Deputi Bidang Pangan, Sumber Daya Alam, dan Lingkungan Hidup Kementerian PPN/Bappenas Leonardo A. A. Teguh Sambodo menjelaskan bahwa pengembangan ekosistem ekonomi sirkular menjadi fokus strategis Indonesia saat ini. Pendekatan yang digunakan mencakup pembangunan rendah karbon, pembangunan berketahanan iklim, pengelolaan hutan dan keanekaragaman hayati yang berkelanjutan, penciptaan green job, peningkatan kualitas lingkungan hidup, serta reformasi pengelolaan sampah secara terintegrasi.
“Pendekatan ini tidak hanya berkontribusi terhadap pencapaian tujuan lingkungan, tetapi juga menciptakan peluang usaha baru, memperkuat ketahanan sumber daya, serta meningkatkan daya saing ekonomi dalam jangka panjang”, ungkap Teguh dalam acara Policy Dialogue on Circular Economy and Waste-to-Energy di Gedung Bappenas, Jakarta, Selasa (9/6).
Dialog ini sejalan dengan komitmen Indonesia yang tertuang dalam RPJPN 2025–2045, RPJMN 2025–2029, serta Peta Jalan Ekonomi Sirkular Indonesia dalam mendorong efisiensi sumber daya, pengurangan timbulan sampah, dan penguatan ketahanan energi nasional. Pengalaman Singapura menjadi rujukan penting, karena telah mengembangkan sistem pengelolaan sampah dan pemulihan sumber daya yang terintegrasi melalui kebijakan yang kuat, teknologi maju, serta perencanaan jangka panjang.

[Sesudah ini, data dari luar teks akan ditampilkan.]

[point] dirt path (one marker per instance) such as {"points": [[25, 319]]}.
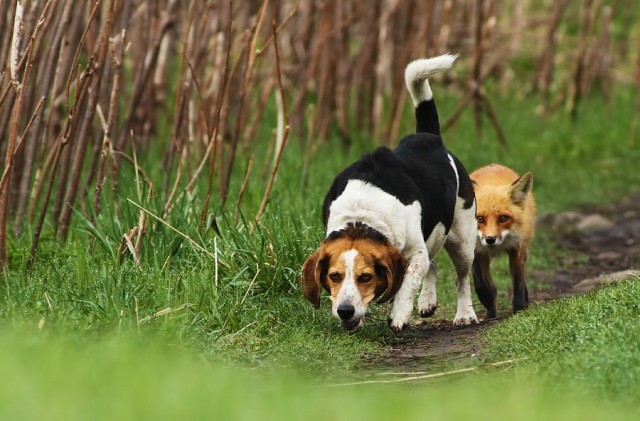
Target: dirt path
{"points": [[608, 237]]}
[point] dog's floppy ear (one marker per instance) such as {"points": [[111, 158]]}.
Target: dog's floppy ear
{"points": [[311, 275], [521, 187], [393, 268]]}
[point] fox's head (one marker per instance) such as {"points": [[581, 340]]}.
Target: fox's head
{"points": [[500, 211]]}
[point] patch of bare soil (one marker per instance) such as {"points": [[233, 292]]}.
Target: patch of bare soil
{"points": [[603, 246]]}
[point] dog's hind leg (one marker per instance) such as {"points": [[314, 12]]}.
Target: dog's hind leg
{"points": [[460, 246], [428, 300], [417, 269]]}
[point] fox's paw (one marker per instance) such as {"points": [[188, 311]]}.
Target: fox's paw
{"points": [[465, 319], [427, 311]]}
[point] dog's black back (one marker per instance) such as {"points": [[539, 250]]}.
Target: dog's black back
{"points": [[418, 169]]}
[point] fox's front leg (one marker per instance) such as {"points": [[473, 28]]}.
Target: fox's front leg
{"points": [[417, 268], [484, 285], [517, 260]]}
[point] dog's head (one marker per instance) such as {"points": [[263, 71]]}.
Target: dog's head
{"points": [[355, 265]]}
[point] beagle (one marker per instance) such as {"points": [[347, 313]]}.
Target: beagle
{"points": [[387, 216]]}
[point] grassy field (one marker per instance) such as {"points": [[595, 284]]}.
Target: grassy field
{"points": [[213, 323]]}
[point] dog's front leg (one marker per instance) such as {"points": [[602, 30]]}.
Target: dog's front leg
{"points": [[417, 268]]}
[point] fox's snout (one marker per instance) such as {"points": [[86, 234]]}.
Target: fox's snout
{"points": [[492, 240]]}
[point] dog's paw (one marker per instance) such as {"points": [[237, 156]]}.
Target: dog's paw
{"points": [[465, 320], [429, 310], [400, 314], [395, 326]]}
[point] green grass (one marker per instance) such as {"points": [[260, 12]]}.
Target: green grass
{"points": [[56, 377], [227, 331], [591, 342]]}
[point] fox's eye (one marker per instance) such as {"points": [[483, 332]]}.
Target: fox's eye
{"points": [[365, 277]]}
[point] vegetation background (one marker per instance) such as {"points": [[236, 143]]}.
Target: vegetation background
{"points": [[164, 165]]}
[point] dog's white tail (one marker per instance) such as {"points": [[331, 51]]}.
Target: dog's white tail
{"points": [[418, 72], [416, 76]]}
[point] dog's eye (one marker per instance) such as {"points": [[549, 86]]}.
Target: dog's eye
{"points": [[365, 277], [335, 277]]}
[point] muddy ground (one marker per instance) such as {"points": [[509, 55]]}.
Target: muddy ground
{"points": [[602, 244]]}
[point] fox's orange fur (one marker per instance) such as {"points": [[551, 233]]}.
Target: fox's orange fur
{"points": [[506, 216]]}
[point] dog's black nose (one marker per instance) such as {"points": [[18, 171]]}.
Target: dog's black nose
{"points": [[346, 311]]}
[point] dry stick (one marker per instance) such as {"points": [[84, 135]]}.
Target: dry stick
{"points": [[418, 377], [284, 22], [579, 71], [117, 56], [96, 151], [59, 208], [544, 76], [83, 136], [140, 86], [13, 132], [61, 143], [179, 112], [246, 84], [36, 112], [478, 52], [141, 217], [282, 116], [245, 182], [174, 229], [43, 88], [601, 59], [636, 82], [212, 145]]}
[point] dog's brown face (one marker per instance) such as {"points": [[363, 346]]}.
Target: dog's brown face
{"points": [[354, 271]]}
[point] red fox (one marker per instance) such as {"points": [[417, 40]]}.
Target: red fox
{"points": [[506, 212]]}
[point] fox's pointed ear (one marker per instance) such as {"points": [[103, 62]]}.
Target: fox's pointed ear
{"points": [[521, 188], [311, 275], [393, 269]]}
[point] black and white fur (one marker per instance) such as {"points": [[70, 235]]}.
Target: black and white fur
{"points": [[420, 197]]}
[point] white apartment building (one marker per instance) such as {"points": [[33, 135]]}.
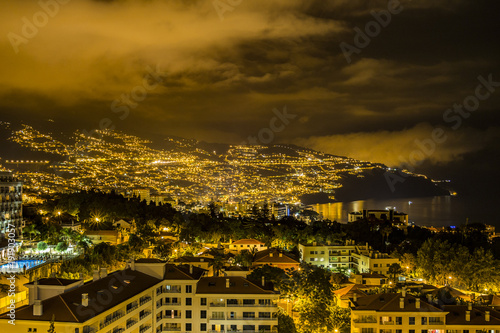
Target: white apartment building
{"points": [[403, 313], [346, 256], [149, 296], [11, 204]]}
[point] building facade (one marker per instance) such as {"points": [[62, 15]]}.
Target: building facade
{"points": [[11, 204], [403, 313]]}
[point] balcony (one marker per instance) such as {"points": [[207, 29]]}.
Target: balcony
{"points": [[144, 315], [255, 304], [217, 304], [144, 329], [369, 319], [144, 300], [243, 331], [173, 290], [115, 318], [249, 318], [135, 306]]}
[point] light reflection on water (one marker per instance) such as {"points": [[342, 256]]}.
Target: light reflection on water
{"points": [[436, 211]]}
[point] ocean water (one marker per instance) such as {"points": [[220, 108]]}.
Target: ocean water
{"points": [[428, 211]]}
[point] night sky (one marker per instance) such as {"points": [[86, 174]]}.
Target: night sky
{"points": [[216, 72]]}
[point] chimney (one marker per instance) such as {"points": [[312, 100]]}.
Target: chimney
{"points": [[37, 308], [85, 299], [132, 264], [35, 290]]}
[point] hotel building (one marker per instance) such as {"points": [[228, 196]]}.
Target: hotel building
{"points": [[347, 256], [149, 296], [11, 204], [403, 313]]}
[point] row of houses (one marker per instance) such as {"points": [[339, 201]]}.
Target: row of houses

Permanent Secretary MSE Melvyn Ong menyampaikan bahwa terdapat sejumlah kesamaan sekaligus perbedaan dalam pendekatan kedua negara terhadap isu ekonomi sirkular dan pengelolaan sampah. Ia juga menekankan pentingnya penguatan kerja sama yang konkret dalam menjawab tantangan pengelolaan sampah yang semakin kompleks di kedua negara.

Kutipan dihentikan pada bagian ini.